Re: [PATCH 11/28] KVM: x86/mmu: pass pte_access for final nGPA->GPA walk
From: mlevitsk
Date: Tue Jun 02 2026 - 10:34:12 EST
On Tue, 2026-05-05 at 21:52 +0200, Paolo Bonzini wrote:
> The XS/XU bit for EPT are only applied to final accesses, and use the
> U bit from the page walk itself. This is available in the page walker
> as pte_access & ACC_USER_MASK but not available to translate_nested_gpa,
> so pass it down.
>
> Tested-by: David Riley <d.riley@xxxxxxxxxxx>
> Signed-off-by: Paolo Bonzini <pbonzini@xxxxxxxxxx>
> ---
> arch/x86/kvm/hyperv.c | 2 +-
> arch/x86/kvm/mmu.h | 15 ++++++++++++---
> arch/x86/kvm/mmu/mmu.c | 8 +++++++-
> arch/x86/kvm/mmu/paging_tmpl.h | 4 ++--
> arch/x86/kvm/mmu/spte.h | 6 ------
> arch/x86/kvm/x86.c | 5 +++--
> 6 files changed, 25 insertions(+), 15 deletions(-)
>
> diff --git a/arch/x86/kvm/hyperv.c b/arch/x86/kvm/hyperv.c
> index cf9dd565b894..53688f7b76eb 100644
> --- a/arch/x86/kvm/hyperv.c
> +++ b/arch/x86/kvm/hyperv.c
> @@ -2042,7 +2042,7 @@ static u64 kvm_hv_flush_tlb(struct kvm_vcpu *vcpu, struct kvm_hv_hcall *hc)
> */
> if (!hc->fast && is_guest_mode(vcpu)) {
> hc->ingpa = translate_nested_gpa(vcpu, hc->ingpa,
> - PFERR_GUEST_FINAL_MASK, NULL);
> + PFERR_GUEST_FINAL_MASK, NULL, 0);
> if (unlikely(hc->ingpa == INVALID_GPA))

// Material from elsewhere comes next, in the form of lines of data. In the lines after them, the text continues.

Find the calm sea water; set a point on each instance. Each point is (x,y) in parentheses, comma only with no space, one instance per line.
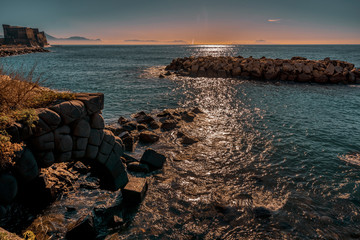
(264,145)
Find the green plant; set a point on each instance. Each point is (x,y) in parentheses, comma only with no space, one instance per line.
(7,150)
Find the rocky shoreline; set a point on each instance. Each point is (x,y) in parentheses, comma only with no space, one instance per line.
(79,177)
(6,51)
(296,69)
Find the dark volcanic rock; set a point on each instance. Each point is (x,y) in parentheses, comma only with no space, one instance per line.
(134,191)
(8,188)
(82,229)
(168,124)
(153,158)
(148,137)
(138,167)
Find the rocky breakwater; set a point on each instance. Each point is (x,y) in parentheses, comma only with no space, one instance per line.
(297,69)
(6,51)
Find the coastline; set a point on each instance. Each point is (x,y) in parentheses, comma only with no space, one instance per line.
(6,51)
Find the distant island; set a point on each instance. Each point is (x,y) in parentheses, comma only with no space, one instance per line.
(73,38)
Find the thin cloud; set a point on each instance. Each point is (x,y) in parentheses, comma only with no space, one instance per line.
(274,20)
(139,40)
(177,41)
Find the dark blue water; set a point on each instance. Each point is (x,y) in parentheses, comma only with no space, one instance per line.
(263,145)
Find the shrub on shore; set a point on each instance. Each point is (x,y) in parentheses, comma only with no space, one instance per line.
(20,94)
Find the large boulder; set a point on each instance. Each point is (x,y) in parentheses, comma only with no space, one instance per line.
(70,111)
(94,102)
(45,159)
(97,121)
(44,142)
(63,139)
(330,69)
(106,147)
(82,129)
(83,228)
(148,137)
(51,118)
(169,124)
(135,189)
(153,158)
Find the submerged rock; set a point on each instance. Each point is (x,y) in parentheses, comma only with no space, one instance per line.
(153,158)
(148,137)
(83,228)
(138,167)
(134,191)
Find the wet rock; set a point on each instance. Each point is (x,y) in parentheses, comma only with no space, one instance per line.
(186,140)
(337,78)
(141,127)
(81,167)
(129,159)
(113,175)
(45,159)
(94,102)
(154,125)
(91,151)
(153,158)
(134,191)
(5,235)
(106,147)
(196,110)
(96,137)
(26,166)
(51,118)
(70,111)
(13,131)
(138,167)
(83,228)
(117,221)
(298,58)
(148,137)
(330,69)
(41,128)
(303,77)
(130,126)
(129,142)
(82,129)
(122,120)
(188,116)
(63,140)
(8,188)
(142,117)
(262,213)
(97,121)
(44,142)
(168,124)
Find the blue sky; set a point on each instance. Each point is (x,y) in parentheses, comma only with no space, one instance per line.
(199,21)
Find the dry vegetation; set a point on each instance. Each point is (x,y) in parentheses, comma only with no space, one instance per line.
(19,94)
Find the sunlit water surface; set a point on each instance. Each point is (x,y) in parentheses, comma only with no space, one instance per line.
(274,160)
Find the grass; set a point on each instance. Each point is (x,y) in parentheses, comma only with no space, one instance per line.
(20,94)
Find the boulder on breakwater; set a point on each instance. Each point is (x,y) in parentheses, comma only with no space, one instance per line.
(297,69)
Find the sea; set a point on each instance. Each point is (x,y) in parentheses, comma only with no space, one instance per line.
(275,160)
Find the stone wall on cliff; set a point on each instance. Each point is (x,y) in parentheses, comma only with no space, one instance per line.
(14,35)
(66,132)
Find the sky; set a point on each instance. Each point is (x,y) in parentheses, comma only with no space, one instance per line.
(191,22)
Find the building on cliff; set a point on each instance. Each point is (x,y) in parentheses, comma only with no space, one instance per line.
(14,35)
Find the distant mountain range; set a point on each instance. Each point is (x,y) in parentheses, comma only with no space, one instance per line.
(73,38)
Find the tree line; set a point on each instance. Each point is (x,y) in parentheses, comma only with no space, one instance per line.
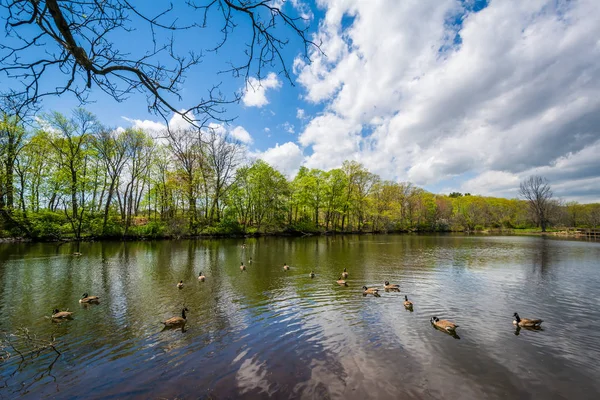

> return HV_STATUS_INVALID_HYPERCALL_INPUT;
> }
> diff --git a/arch/x86/kvm/mmu.h b/arch/x86/kvm/mmu.h
> index 23f37535c0ce..635c2e5d8513 100644
> --- a/arch/x86/kvm/mmu.h
> +++ b/arch/x86/kvm/mmu.h
> @@ -37,6 +37,12 @@ extern bool __read_mostly enable_mmio_caching;
> #define PT32_ROOT_LEVEL 2
> #define PT32E_ROOT_LEVEL 3
>
> +#define ACC_READ_MASK PT_PRESENT_MASK
> +#define ACC_WRITE_MASK PT_WRITABLE_MASK
> +#define ACC_USER_MASK PT_USER_MASK
> +#define ACC_EXEC_MASK 8
> +#define ACC_ALL (ACC_EXEC_MASK | ACC_WRITE_MASK | ACC_USER_MASK | ACC_READ_MASK)
> +
> #define KVM_MMU_CR4_ROLE_BITS (X86_CR4_PSE | X86_CR4_PAE | X86_CR4_LA57 | \
> X86_CR4_SMEP | X86_CR4_SMAP | X86_CR4_PKE)
>
> @@ -289,16 +295,19 @@ static inline void kvm_update_page_stats(struct kvm *kvm, int level, int count)
> }
>
> gpa_t translate_nested_gpa(struct kvm_vcpu *vcpu, gpa_t gpa, u64 access,
> - struct x86_exception *exception);
> + struct x86_exception *exception,
> + u64 pte_access);
>
> static inline gpa_t kvm_translate_gpa(struct kvm_vcpu *vcpu,
> struct kvm_mmu *mmu,
> gpa_t gpa, u64 access,
> - struct x86_exception *exception)
> + struct x86_exception *exception,
> + u64 pte_access)
Hi,
IMHO the fact that we have now both 'access' and 'pte_access' is confusing,
and yet we have to do it in this way because this is how MBE works.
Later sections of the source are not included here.